La película, de manera muy inteligente, conecta la fabricación de leyendas como Wyatt Earp, que contará además con la presencia de dos de sus hermanos, Morgan (Peter Graves) y Jim (John Smith), o Bat Masterson al despegue y consolidación de la ciudad de Wichita como metáfora de una nación asomada a la nueva modernidad del siglo XX. Los forajidos, los exploradores, los jugadores y los pistoleros hasta entonces protagonistas de los mitos y hazañas del Oeste dejan paso a los representantes del orden y la ley. Los métodos violentos (los duelos, los tiroteos, las peleas, las muertes por la espalda…) se emplean con comedimiento y con el objetivo de la detención y el procesamiento de los culpables, y el recurso a la violencia se regula y modera, es decir, se ordena, se restringe, se aplica en exclusiva como monopolio del poder público (así, la orden de Earp de que todos los visitantes de la ciudad vayan desprovistos de armas). A este punto sirve la estética sombría, casi fantasmagórica, de los escenarios nocturnos en los que transcurren la mayoría de los episodios violentos, algunos notablemente osados (la muerte de un niño en un tiroteo), de gran belleza plástica a pesar de su crudeza.
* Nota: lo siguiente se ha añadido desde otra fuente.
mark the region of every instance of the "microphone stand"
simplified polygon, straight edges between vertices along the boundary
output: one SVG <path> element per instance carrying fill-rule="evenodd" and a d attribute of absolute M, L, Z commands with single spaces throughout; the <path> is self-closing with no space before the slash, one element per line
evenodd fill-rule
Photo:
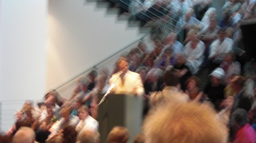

Producida por Allied Artists, compañía fundada por Walter Mirisch, aunque muestra ciertos tics de serie B, se beneficia del empleo del CinemaScope y de la fotografía de Harold Lipstein, tanto en esas escenas de noche como en el retrato de los grandes paisajes diurnos de las praderas salpicadas de cabezas de ganado, así como del complemento que suponen la música de Hans J. Shalter y la pegadiza canción que interpreta Tex Ritter en los créditos. Apenas ochenta minutos de metraje que contienen una porción -y una explicación- de la mítica historia americana prefabricada en los laboratorios del nacionalismo político y dan muestra de la gran capacidad de Tourneur como realizador, un hombre que reconocía que su película se apartaba «de lo ordinario» y que, preguntado sobre su propio legado como cineasta llegó a manifestar: «soy un realizador muy mediano, he hecho mi trabajo lo mejor posible, con todas mis limitaciones”.

Tourneur responde así a la imagen que dejan muchas de sus mejores películas: una aparente modestia formal y una ligereza en el lenguaje que no logran ocultar en ningún caso la talla de un cineasta mayúsculo.